[OpenAFS] corruption problems
Nicolescu, Edward L
edward@bnl.gov
Fri, 26 Nov 2004 13:06:57 -0500
Date: Thu, 25 Nov 2004 17:41:55 -0500 (EST)
From: Derrick J Brashear <shadow@dementia.org>
To: "'openafs-info@openafs.org'" <openafs-info@openafs.org>
Subject: Re: [OpenAFS] corruption problems
On Thu, 25 Nov 2004, Nicolescu, Edward L wrote:
>> Folks,
>>
>> The problem I am about to describe occurs on any afs client/server
>> combination........
>Can you give a list of specific server versions (platform and
>version) you tried?
Hi Derrick,
Servers: IBM AFS 3.6/AIX5.2 and OpenAFS 1.2.11/SunOS5.9
Clients: all of them, whether, AIX, SunOS, or RedHat
Meanwhile I have unreplicated the volume (this being its original state; I
had replicated
it just to see if it made a difference or not) and split it in two. It looks
a bit better now,
being able to create/delete files in a continuous "while" loop without
corrupting the
volumes. The difference made by splitting the volume is in the number of
files per
volume. Before, there were over 32,000 files in one volume. I found an
e-mail of yours in
the openafs-info archive saying that this high a number of files could cause
problems (see
below). Is this the limit imposed by "max-files-per-dir" ?
But we still have problems when trying to "move" a file inside the same
directory to a different name. I have appended below a complete
description of the problem as sent to me by a user, this morning. The
corruption of the volumes (now two as opposed to one, before) relates
to,
Vnode "N": version < inode version; fixed (old status)

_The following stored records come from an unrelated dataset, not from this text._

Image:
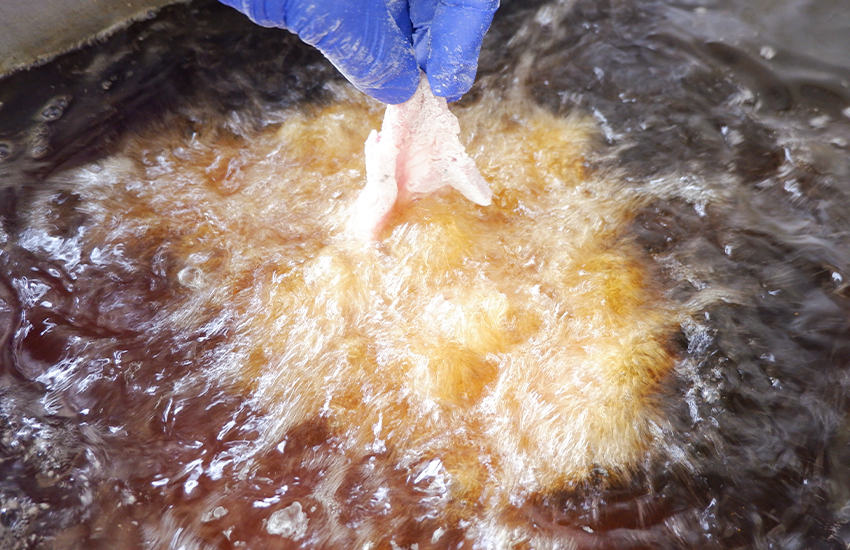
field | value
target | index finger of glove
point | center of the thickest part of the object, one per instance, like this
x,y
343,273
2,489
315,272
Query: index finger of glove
x,y
457,31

There are 518 vnodes exhibiting the version mismatch problem in one
volume and 519 in the other one.
Thanks. -Edward
---------------------------- original message ----------------------------
>>
>>My thanks go out to Rubino <kb44 @ rz.uni-karlsruhe.de> for
>serious >pointing out the max-files-per-dir info for AFS! [1]
>>
>>I have identified a directory with exactly 32,000 files...
>>31,998 of them are 20 characters in length. Crazy physicists.
>>
>>
> (answer from Derrick)
>We had a usage pattern which would consistently allow 31707 (I think)
>files and then fail.
------------------------------------------------------------------------
---------- description of problem as sent by an user ------------------
o I started with a cleaup of the Qt directory
% find . -name '*.o' -exec rm {} \;
this worked (no hang-up) and further reduced the amount of files
(done in two directories icc/gcc). So, removing files works fine.
o I tried again things like date >>blabla (blabla an existing file)
and this worked as well.
o Then, went to lynx 'make install'. The first command
mv -f /afs/rhic.bnl.gov/opt/star/sl302_gcc323/bin/lynx
/afs/rhic.bnl.gov/opt/star/sl302_gcc323/bin/lynx.old
freezes. I infer that it is not the process of removing/deletig
a file or even updating a file which is the problem but the
process of adding one. While this command hangs, from
another client, I can
% ls -l /afs/rhic.bnl.gov/opt/star/sl302_gcc323/bin/lynx
ls: /afs/rhic.bnl.gov/opt/star/sl302_gcc323/bin/lynx: No such file
or directory
which confirms that the orginal file 'lynx' was deleted
successfully BUT
% ls -l /afs/rhic.bnl.gov/opt/star/sl302_gcc323/bin/lynx.old
would hang, and this, even from another client. In fact,
as described before, any 'stat()' like command (ls -l needing
to get file properties) would equally hang at this stage. For
example, 'ls -F' (a typical alias) on
/afs/rhic.bnl.gov/opt/star/sl302_gcc323/bin/ gets the session to
freeze from ANY client (I won't try them all, rcas6002 and rcas6001
are busted).
o NOW: if I do the same 'ls' from my Desktop machine, RH9, OpenAFS
1.2.11-rh9.0.1, a similar 'ls' would also freeze my DeskTop
% jobs
[1] + Running ls -alrt
/afs/rhic.bnl.gov/opt/star/sl302_gcc323/bin/
("Running" state for the past 10 mnts already). I would venture
that this is true for any Linux client around and beyond.
o In fact, to illustrate the above, I went to Stony Brook on a
True64 Unix client running a Transarc AFS client 3.6 and
a 'ls -F' command is frozen
% jobs
[1] + Running ls -F
/afs/rhic.bnl.gov/i386_sl302/opt/star/sl302_gcc323/bin/
The conclusion being that if such problem is created on this
volume, a cascading effect would freeze all clients world-wide
after any command issued on the directory in question, and this
for 12 hours or more.
To date, it is the oddest AFS behavior I have seen.